The May WASDE Release
- The 2020/21 WASDE has increased the quota allocation received by Mexico by 50kmt.
- This is to counteract the expected TRQ raw sugar import shortfall from the April forecast.
- We had wondered if TRQs might be reallocated to other quota holders, but this was not the case.
- This could help relieve some of the pressure on the No.16 futures market that has been trading at high levels recently.
- Mexican producers are sure to maximise their US allocation as they look to reduce their world market sales this year.

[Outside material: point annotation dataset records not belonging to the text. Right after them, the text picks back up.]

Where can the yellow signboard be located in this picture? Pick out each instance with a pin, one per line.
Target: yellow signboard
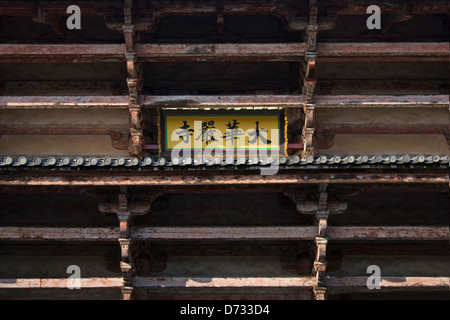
(223, 130)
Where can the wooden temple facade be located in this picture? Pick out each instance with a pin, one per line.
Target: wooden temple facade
(362, 179)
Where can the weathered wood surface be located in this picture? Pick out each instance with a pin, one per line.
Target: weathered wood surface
(85, 283)
(225, 233)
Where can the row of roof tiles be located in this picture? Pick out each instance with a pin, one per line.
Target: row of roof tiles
(64, 161)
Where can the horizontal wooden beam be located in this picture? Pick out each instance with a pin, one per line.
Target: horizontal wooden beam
(381, 129)
(104, 179)
(58, 234)
(51, 53)
(366, 52)
(382, 101)
(192, 7)
(58, 102)
(221, 52)
(288, 282)
(63, 129)
(85, 283)
(388, 233)
(225, 233)
(230, 282)
(55, 53)
(390, 282)
(224, 101)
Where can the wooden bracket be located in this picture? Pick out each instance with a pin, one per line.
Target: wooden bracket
(40, 16)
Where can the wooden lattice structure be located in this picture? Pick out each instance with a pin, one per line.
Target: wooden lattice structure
(367, 113)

- Therefore, this should see more sellers hedging the No.16 contract (US delivered futures contract).
- Supply dynamics show no sign of being affected by the fire at the Baltimore refinery last month, as we reported earlier.
2021/22 WASDE Outlook
- The May release is also the first look forward to the next season.
2021/22 WASDE estimate
- The USDA expects a normal production year next season, with a strong beet crop and slightly reduce cane yields.
- The need for imports will reduce, and raws sugar quota (TRQ) will return to normal levels.
- They had been increased in 2019/20 and 2020/21 as a result of the disastrous beet crop in 2019.
- The impact of that crop shortfall looks to finally be over.
- At current estimates, Mexico will likely receive 1.1m short tons of access to the US market next season.